All opinions on this site are my own and do not represent those of my employer.

Creative Commons Attribution License

I remember math

Apr 30, 2005, 11:06am EDT

 

 

Sean, a friend of mine at work, asked me the following problem during lunch a few days ago:

Given any five points on a sphere, show that some four of them must lie on a closed hemisphere.

The problem is from the 2002 Putnam and has an easy to explain solution.

Looking through the rest of the 2002 eam, I also like problem B1 from the same year:

Shanille O’Keal shoots free throws on a basketball court. She hits the first and misses the second, and thereafter the probability that she hits the next shot is equal to the proportion of shots she has his so far. What is the probability she hits exactly 50 of her first 100 shots

I like this problem because my first thought was to use a computer to solve it (DP). Heh, It doesn’t hurt to know how to prove things by hand.

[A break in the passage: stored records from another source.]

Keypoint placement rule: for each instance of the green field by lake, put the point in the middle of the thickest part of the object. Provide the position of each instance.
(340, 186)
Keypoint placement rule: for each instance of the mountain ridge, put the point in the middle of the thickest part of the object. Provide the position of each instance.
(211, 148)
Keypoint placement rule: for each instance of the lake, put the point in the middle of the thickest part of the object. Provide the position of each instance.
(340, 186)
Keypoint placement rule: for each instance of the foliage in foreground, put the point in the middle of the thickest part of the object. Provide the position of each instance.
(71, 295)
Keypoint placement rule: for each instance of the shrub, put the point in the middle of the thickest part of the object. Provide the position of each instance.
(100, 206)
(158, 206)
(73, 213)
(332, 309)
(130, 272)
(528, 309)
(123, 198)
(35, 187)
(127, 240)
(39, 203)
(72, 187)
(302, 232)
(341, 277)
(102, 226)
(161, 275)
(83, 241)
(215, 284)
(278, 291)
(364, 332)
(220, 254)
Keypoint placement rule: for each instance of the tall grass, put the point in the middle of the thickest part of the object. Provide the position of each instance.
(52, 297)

Matt at Apr 30, 2005, 09:56pm EDT

Any three points must lie on a plane. The plane that intersects a pair of points and the center of the sphere separates the sphere into hemispheres. Of the remaining three points, at least 2 of them must be in the same hemisphere (pigeonhole principle).


tony at May 01, 2005, 05:38pm EDT

That sounds right. I think it’s sufficient to say, “pick two points and use the great circle that passes through those points.”